The greatest issue I see is that, at work, you’re dealing with professionals, while at FIRST you have high school students. Tell a professional to go do some relatively complex task, and the next day, you have something that’s well thought out and helpful. Our kids simply don’t know how to do most tasks, especially in design (in the broad sense), yet.
OK, so what to do?
We started Pi-Tech, a training ground for FIRST team members, and it’s my intention to get other Mentors to teach the kids - in the off-season - what they need. Not to be experts, but so they at least have a clue. It worked OK this year, with a focus on physical things (gear ratios, mechanisms), but one parent taught how to do QA and integration on software - that’s what he does for a liiving. Our code came out much better for it, too.
Building on your work so far, once the goals are defined, one can think about the specific skills that are needed to accomplish some part of them. For example, one of the issues we constantly face is kids sitting around “I don’t know what I should be doing”. To solve that, we came up with the idea of a taskmaster: Someone who oversees every tiny piece of the jobs at hand, and who kids can go to and get a job to do. A human job jar, perhaps, one who knows the skill levels of the kids and gives them something appropriate.

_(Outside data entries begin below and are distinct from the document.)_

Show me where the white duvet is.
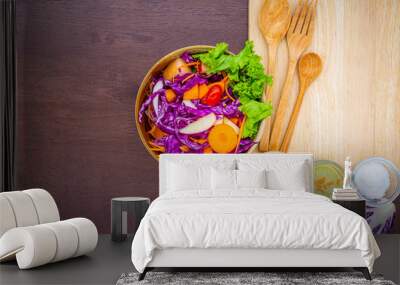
[132,189,380,272]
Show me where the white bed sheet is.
[132,189,380,272]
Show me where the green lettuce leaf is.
[194,41,273,138]
[239,100,272,138]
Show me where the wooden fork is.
[269,0,317,151]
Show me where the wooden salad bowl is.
[135,45,236,160]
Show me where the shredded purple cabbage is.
[181,51,196,63]
[139,53,255,153]
[237,138,255,153]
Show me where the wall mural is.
[135,0,400,234]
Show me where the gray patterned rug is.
[117,272,395,285]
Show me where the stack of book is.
[332,188,360,200]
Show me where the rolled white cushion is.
[0,218,98,269]
[0,193,17,237]
[64,218,98,257]
[43,221,79,262]
[1,191,39,227]
[0,225,57,269]
[22,189,60,224]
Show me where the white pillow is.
[167,163,211,191]
[211,167,237,190]
[238,159,311,192]
[236,169,267,188]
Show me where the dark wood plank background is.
[17,0,247,232]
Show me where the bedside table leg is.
[354,267,372,280]
[138,267,148,281]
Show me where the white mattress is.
[148,248,365,268]
[132,189,380,272]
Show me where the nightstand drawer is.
[332,200,365,219]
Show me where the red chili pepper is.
[201,85,222,106]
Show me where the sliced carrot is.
[208,124,238,153]
[190,138,207,144]
[235,116,246,153]
[203,146,213,153]
[165,89,176,103]
[199,84,209,99]
[183,84,199,100]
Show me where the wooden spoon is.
[258,0,291,152]
[269,0,317,151]
[280,53,322,152]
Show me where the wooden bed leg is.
[138,267,148,281]
[354,267,372,280]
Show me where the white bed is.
[132,154,380,278]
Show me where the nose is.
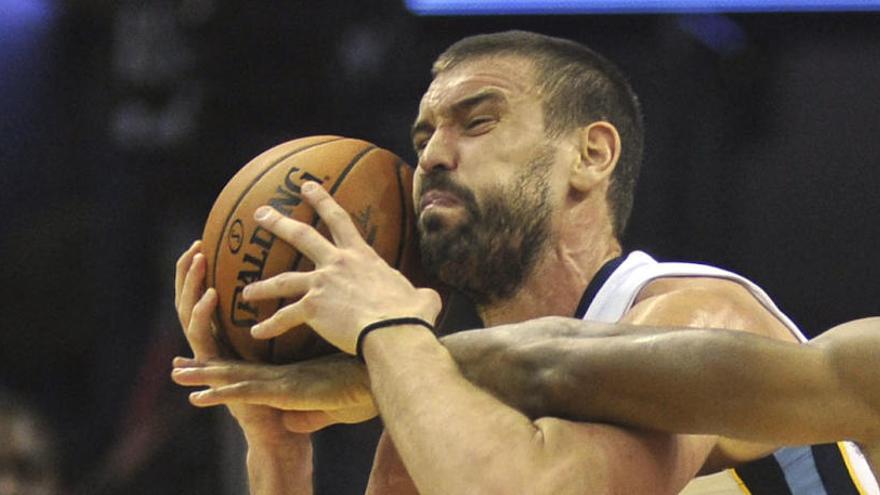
[419,128,458,173]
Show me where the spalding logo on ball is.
[202,136,425,363]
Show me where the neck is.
[477,207,622,327]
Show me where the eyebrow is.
[409,88,507,139]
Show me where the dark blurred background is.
[0,0,880,494]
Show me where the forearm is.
[442,317,668,419]
[247,435,312,495]
[444,321,870,443]
[364,327,572,494]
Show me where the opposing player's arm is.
[445,282,880,464]
[364,327,710,493]
[454,318,880,450]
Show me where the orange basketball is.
[202,136,424,363]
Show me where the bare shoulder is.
[534,417,714,494]
[626,277,796,341]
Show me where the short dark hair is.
[431,31,645,238]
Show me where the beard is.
[418,146,553,306]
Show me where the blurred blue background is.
[0,0,880,494]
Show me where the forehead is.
[419,55,538,116]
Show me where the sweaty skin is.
[167,51,868,494]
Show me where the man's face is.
[0,414,56,495]
[412,57,558,304]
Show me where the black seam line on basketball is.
[269,144,378,361]
[211,136,346,358]
[394,158,411,270]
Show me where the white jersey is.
[577,251,880,495]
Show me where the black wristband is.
[355,316,434,363]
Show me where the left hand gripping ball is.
[202,136,425,363]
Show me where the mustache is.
[419,172,477,209]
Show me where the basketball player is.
[176,32,876,493]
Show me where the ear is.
[571,121,620,193]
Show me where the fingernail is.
[254,206,272,221]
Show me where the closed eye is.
[465,117,496,133]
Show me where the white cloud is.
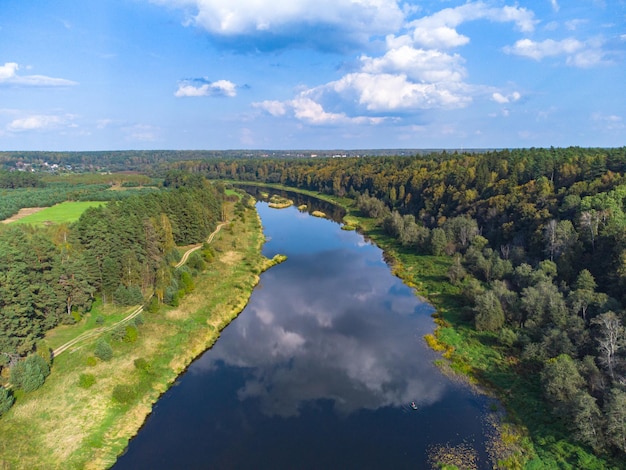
[361,46,466,82]
[591,113,626,131]
[0,62,77,87]
[325,73,471,113]
[565,19,588,31]
[550,0,561,13]
[153,0,404,36]
[253,100,287,116]
[123,124,158,142]
[491,91,522,104]
[504,38,607,68]
[6,114,75,132]
[409,2,537,49]
[174,80,237,98]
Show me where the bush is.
[113,285,143,305]
[113,384,137,404]
[124,325,139,343]
[134,357,152,374]
[145,296,160,313]
[78,374,96,388]
[36,341,52,366]
[11,354,50,392]
[0,387,15,416]
[498,328,517,348]
[93,339,113,361]
[111,325,126,341]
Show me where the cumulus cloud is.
[591,113,626,131]
[491,91,522,104]
[6,114,75,132]
[0,62,77,87]
[255,2,536,124]
[122,124,159,142]
[550,0,561,13]
[504,38,607,68]
[174,80,237,98]
[410,2,537,49]
[153,0,404,48]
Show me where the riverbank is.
[227,182,624,470]
[0,199,280,469]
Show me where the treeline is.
[0,179,224,408]
[195,148,626,458]
[0,170,45,189]
[0,183,161,220]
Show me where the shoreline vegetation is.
[0,196,286,469]
[224,180,624,469]
[268,194,293,209]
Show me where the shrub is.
[113,384,137,404]
[124,325,139,343]
[113,285,143,305]
[78,374,96,388]
[0,387,15,416]
[11,354,50,392]
[134,357,152,374]
[93,339,113,361]
[145,296,159,313]
[111,325,126,341]
[37,341,52,366]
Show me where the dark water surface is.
[114,203,491,469]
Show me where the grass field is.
[0,200,272,469]
[12,201,104,226]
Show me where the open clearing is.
[2,207,47,224]
[3,201,104,225]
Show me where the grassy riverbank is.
[0,199,280,469]
[229,182,626,470]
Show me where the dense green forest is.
[0,173,224,414]
[0,147,626,461]
[174,148,626,458]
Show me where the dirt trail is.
[52,222,227,357]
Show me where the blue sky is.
[0,0,626,150]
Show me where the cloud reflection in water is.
[191,204,447,417]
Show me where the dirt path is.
[52,222,227,357]
[174,222,227,268]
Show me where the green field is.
[12,201,104,225]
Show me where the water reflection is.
[115,203,490,469]
[198,239,443,417]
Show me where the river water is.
[114,202,492,469]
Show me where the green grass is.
[13,201,104,226]
[0,200,270,469]
[224,182,626,470]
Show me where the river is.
[114,202,492,470]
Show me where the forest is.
[0,147,626,462]
[0,172,224,415]
[173,147,626,459]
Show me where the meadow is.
[0,199,272,469]
[11,201,104,226]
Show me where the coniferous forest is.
[188,148,626,459]
[0,147,626,462]
[0,173,223,394]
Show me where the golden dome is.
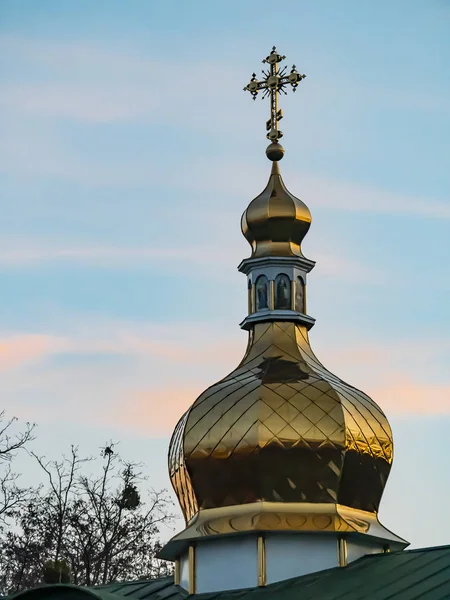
[241,162,311,258]
[169,322,393,529]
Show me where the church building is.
[9,48,450,600]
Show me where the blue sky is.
[0,0,450,546]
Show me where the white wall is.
[266,533,339,584]
[195,536,258,594]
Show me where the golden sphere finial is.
[266,142,284,161]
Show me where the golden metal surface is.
[188,544,197,594]
[244,46,306,148]
[169,322,393,521]
[241,162,311,258]
[258,535,266,587]
[159,502,408,560]
[337,537,348,567]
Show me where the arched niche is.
[275,273,291,310]
[295,277,305,314]
[255,275,269,311]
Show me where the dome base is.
[159,502,409,560]
[164,531,404,594]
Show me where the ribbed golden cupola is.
[241,161,311,258]
[162,50,407,572]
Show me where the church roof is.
[7,546,450,600]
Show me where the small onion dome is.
[241,161,311,258]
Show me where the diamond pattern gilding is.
[169,323,393,520]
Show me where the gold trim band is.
[188,546,196,594]
[338,538,348,567]
[258,535,266,587]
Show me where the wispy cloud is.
[0,320,450,437]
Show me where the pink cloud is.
[108,384,205,436]
[370,377,450,416]
[0,334,68,370]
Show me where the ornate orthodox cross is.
[244,46,306,143]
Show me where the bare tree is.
[0,443,172,593]
[0,411,35,525]
[30,446,92,563]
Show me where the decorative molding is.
[240,310,316,330]
[258,535,266,587]
[188,545,196,594]
[238,256,316,275]
[173,558,181,585]
[269,279,275,310]
[337,538,348,567]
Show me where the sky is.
[0,0,450,547]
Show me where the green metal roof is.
[7,546,450,600]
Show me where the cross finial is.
[244,46,306,160]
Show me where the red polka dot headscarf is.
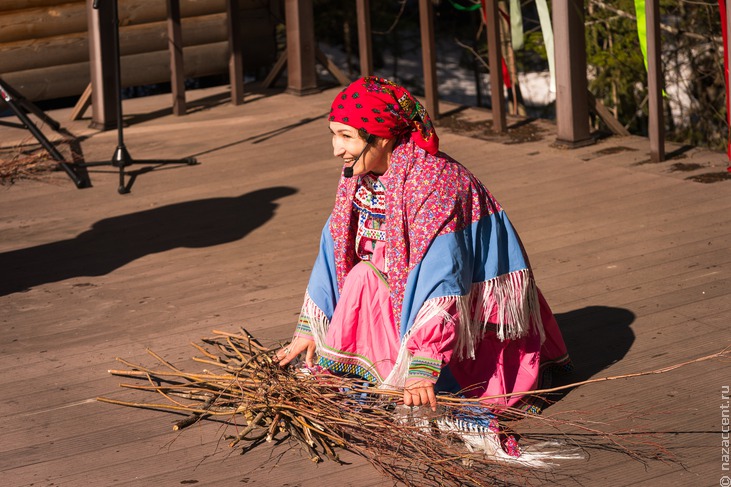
[329,76,439,154]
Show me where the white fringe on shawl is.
[300,291,330,351]
[381,269,545,388]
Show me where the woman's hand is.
[404,379,437,411]
[276,337,316,367]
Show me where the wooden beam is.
[645,0,664,162]
[484,0,508,133]
[167,0,186,116]
[86,0,121,130]
[553,0,595,148]
[315,49,351,86]
[419,0,439,120]
[261,49,287,88]
[226,0,244,105]
[284,0,319,95]
[355,0,373,76]
[69,83,91,120]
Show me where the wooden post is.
[553,0,595,148]
[645,0,665,162]
[419,0,439,120]
[284,0,319,96]
[86,0,121,130]
[355,0,373,76]
[226,0,244,105]
[167,0,186,115]
[485,0,507,133]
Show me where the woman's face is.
[330,122,393,176]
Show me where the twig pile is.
[98,329,716,486]
[0,148,58,184]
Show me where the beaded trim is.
[408,356,442,382]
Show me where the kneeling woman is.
[279,77,569,422]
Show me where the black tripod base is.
[74,145,198,194]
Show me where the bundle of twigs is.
[0,147,58,184]
[98,329,728,486]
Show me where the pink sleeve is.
[406,307,457,385]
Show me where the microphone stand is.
[76,0,198,194]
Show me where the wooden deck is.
[0,87,731,487]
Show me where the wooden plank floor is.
[0,87,731,487]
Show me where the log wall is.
[0,0,282,101]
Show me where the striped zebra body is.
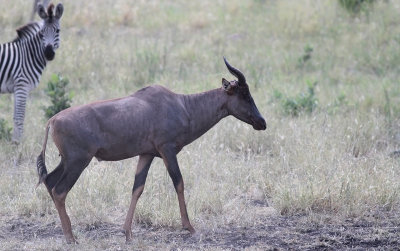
[0,4,63,142]
[0,23,46,93]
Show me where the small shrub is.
[0,119,11,140]
[297,45,313,67]
[274,82,318,117]
[44,74,73,119]
[339,0,376,14]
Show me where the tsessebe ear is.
[55,3,64,19]
[222,78,234,95]
[38,4,48,19]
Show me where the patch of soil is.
[0,207,400,250]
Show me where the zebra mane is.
[13,22,41,42]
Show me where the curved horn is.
[224,57,246,84]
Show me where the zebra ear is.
[55,3,64,19]
[38,4,48,19]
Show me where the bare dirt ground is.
[0,203,400,250]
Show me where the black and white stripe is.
[0,4,63,142]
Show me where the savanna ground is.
[0,0,400,250]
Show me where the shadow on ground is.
[0,205,400,250]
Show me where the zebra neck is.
[20,34,47,83]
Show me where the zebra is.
[0,4,64,143]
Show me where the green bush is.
[297,45,313,67]
[339,0,376,14]
[274,82,318,117]
[0,119,11,140]
[44,74,73,119]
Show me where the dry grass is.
[0,0,400,249]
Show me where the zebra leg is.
[12,88,29,143]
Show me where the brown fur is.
[37,58,266,242]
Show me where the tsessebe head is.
[222,57,267,130]
[38,3,64,60]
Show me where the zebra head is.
[38,3,64,61]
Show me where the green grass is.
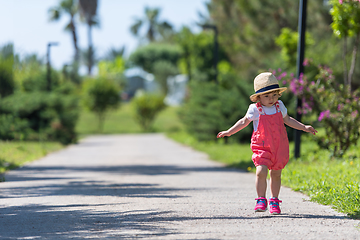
[0,104,360,219]
[0,141,64,173]
[76,103,182,137]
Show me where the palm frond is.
[49,7,61,21]
[130,19,143,36]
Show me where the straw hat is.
[250,72,287,102]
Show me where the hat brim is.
[250,87,287,102]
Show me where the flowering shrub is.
[276,63,360,157]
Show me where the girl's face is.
[259,92,280,107]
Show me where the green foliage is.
[0,44,15,98]
[98,56,125,87]
[76,102,183,137]
[282,144,360,219]
[0,55,15,97]
[275,28,314,66]
[129,43,181,73]
[0,141,64,173]
[153,60,179,95]
[176,28,229,81]
[132,93,166,131]
[179,80,252,141]
[330,0,360,38]
[0,114,29,140]
[82,77,120,132]
[209,0,331,82]
[130,7,173,42]
[0,89,78,144]
[167,129,360,219]
[282,61,360,157]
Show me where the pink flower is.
[303,59,309,66]
[318,110,330,122]
[351,110,358,118]
[338,104,344,111]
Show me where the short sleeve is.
[278,100,287,118]
[245,104,259,121]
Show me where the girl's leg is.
[255,165,268,197]
[270,170,282,198]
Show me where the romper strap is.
[275,101,281,112]
[256,102,266,115]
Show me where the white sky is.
[0,0,209,69]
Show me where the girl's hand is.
[217,131,231,138]
[304,125,317,135]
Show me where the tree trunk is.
[70,15,79,62]
[98,112,105,133]
[88,22,93,76]
[348,33,360,91]
[343,36,348,86]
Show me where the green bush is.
[0,90,79,144]
[82,78,120,132]
[0,56,15,97]
[153,60,179,95]
[0,114,30,140]
[179,82,252,141]
[282,62,360,157]
[132,93,166,131]
[129,43,181,73]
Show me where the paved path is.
[0,134,360,239]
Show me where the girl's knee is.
[270,170,282,178]
[256,165,268,178]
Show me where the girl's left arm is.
[283,114,317,135]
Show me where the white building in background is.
[164,74,188,106]
[122,67,160,100]
[122,67,188,106]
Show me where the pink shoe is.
[269,198,282,215]
[254,197,267,212]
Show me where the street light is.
[294,0,307,158]
[46,42,59,92]
[200,24,219,84]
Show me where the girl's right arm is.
[217,116,251,138]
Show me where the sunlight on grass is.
[0,141,64,173]
[76,103,183,137]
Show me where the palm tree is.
[130,7,173,42]
[79,0,99,75]
[49,0,80,65]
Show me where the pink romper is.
[251,102,289,170]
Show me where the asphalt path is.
[0,134,360,240]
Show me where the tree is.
[0,44,15,98]
[104,46,125,61]
[129,43,181,73]
[130,7,173,42]
[209,0,331,79]
[49,0,80,68]
[131,93,166,131]
[79,0,99,75]
[330,0,360,89]
[82,77,120,132]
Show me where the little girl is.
[217,72,317,214]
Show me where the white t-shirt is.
[245,100,287,131]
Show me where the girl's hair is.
[256,90,281,102]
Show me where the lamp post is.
[201,24,219,84]
[46,42,59,92]
[294,0,307,158]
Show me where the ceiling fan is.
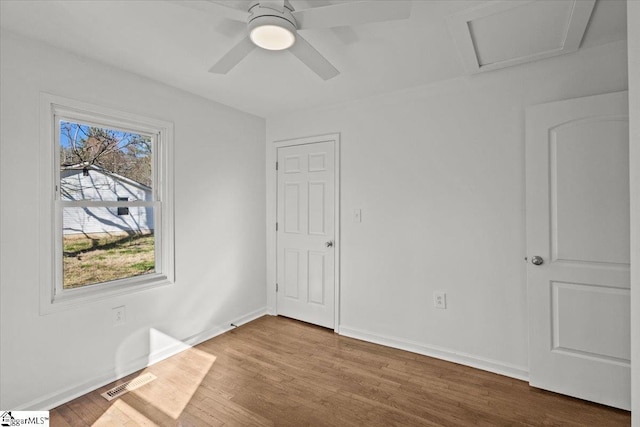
[173,0,411,80]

Here’s the problem: No kid can do this, not one of them understands all the facets of the process well enough to be the program manager. Assigning a task to a student who doesn’t have the necessary skills will be a waste of materials. The kid hits a roadblock and just goes home, stays away for a day, and progress comes to a halt, or worse we can’t use whatever it is they did… The kid doesn’t know enough, isn’t general enough, and we don’t have the mentors to give one-on-one all the time - there’s a big gap here, and I don’t know how to fill it.
Professionals, on the other hand, just take the assignment, learn what they need to know (or state they are wrong for the job) and go to it.
I guess my point is, what works at work might not work at FIRST. I think that it can be made to work, but you need strong team leaders, who direct others in their work, plenty of mentors to explain the details, and lots of pre-season training so they understand what you mean by, say, “measurement and planning cycle”.
Although there are a million ways to organize a project such as a FIRST robot build, I am sure most teams do not know the first thing about it. What you are trying to do might take a few years to get right, but in the end it will create a championship team. Maybe the robot will be awful, but you’ll have one heck of a TEAM - and isn’t that what this is all about?
Let me know how I can help.
Don
PS: Can you keep both reliability and construction schedule first?